As far as Barry can tell, it’s the first time permeable concrete had ever been used in a private driveway in Victoria. That’s what got all the local contractors excited to come and check out the process.

Permeable concrete pours from a mixer.

“It’s radically different than pouring regular concrete,” says Barry. “Just because it’s coming out of a truck doesn’t mean it’s the same type of thing at all.” The biggest thing you have to pay attention to is the substrate underneath the concrete — you have to ensure that it will drain properly so water doesn’t back up in the system.

One common perception of permeable pavement is that it doesn’t work in cold climates, because the water will tear apart the material as it freezes and thaws. But so long as there is proper drainage, that’s not the case.

In fact, Manuel saw an unexpected benefit of his permeable concrete in the colder months. One of the banes of Canadian winters is when snow melts slightly then refreezes on driveways and sidewalks, leaving a sheer layer of slippery ice. On his driveway, any melt falls away, leaving a slip-free surface all through the winter.

Ron Manuel's driveway looks solid, but it's full of pores.

Victoria is following the lead of a growing list of North American cities charging storm water utility fees and offering similar rebate programs. Perhaps the most obvious customers are municipalities themselves, since they directly bear the costs of storm water infrastructure, roads, and sidewalks.

And they are, in some cases, catching on. Chicago is one of several American cities that has has a green alley program that encourages the use of permeable pavement.

A strip of permeable concrete runs down the center of an alley in Milwaukee, Wisconsin.

Aaron Volkening on Flickr

Change Is Slowing Coming

But change can be slow. “One thing that’s absolutely true in civil engineering is that it’s a very risk-adverse environment,” John Harvey, director of the University of California Pavement Research Center, tells Inverse.

“If you’re a government engineer, if you keep doing things the way they’ve always been done, nobody can blame you for anything. Even if it’s not necessarily the best thing. Whereas, if you do something and it goes wrong, you can lose your career.”

His research group found that using permeable pavement shoulders on California highways beats out other water management techniques in terms of long-run costs. “We were somewhat surprised by the results,” says Harvey. The state’s transportation department is moving ahead with some test sections.

Philip Kresge with the National Ready Mixed Concrete Association tells Inverse he’s seen a big uptick in awareness and interest in pervious concrete in recent years. “I think it is actually catching on very well at this point. Three, four years ago, it hadn’t been.”

It hasn’t really come into the mainstream, though, mostly because people still have misconceptions of it as an inferior product, he says. “They look at the material and because it has this open void they think it’s going to be weak, it’s going to be brittle, it’s not going to stand up to traffic. And they’re reluctant to use it in certain areas, in main areas, because of that.”
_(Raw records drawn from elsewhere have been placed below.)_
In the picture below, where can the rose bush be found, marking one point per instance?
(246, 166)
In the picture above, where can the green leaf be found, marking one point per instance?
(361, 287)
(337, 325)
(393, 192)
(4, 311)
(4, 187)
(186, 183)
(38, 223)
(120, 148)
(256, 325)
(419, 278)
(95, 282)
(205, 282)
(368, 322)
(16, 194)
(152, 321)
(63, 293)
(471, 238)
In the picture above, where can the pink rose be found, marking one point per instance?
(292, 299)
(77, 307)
But the technology has really improved over the years. “It is certainly a very strong, durable, rigid pavement,” Kresge says.

A bioswale for rain water management in Pittsburgh.
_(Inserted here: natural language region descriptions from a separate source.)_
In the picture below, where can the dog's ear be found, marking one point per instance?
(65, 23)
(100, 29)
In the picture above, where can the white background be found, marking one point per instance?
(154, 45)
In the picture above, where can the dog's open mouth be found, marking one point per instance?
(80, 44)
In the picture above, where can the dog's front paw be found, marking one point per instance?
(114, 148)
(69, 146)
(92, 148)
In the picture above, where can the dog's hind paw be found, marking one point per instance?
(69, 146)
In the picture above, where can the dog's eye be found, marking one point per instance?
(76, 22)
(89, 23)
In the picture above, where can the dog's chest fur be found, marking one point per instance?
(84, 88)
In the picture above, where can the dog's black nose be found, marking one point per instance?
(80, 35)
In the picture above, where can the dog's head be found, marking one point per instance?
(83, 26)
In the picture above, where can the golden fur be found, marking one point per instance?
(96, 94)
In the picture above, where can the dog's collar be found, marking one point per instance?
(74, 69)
Stormworks and Nine Mile Run Watershed Assocation

He’d like to see permeable paving become the standard for storm water management. “They used to automatically put in a retention pond. Now they’re automatically putting in rain gardens, bioswales, and so on. I’d like to think that we’re going to be able to replace that.”

Using green spaces and vegetation as natural water managers is lovely, but if space is at a premium, permeable concrete can do double duty.

“How many cars can you park on your retention pond?” asks Kresge.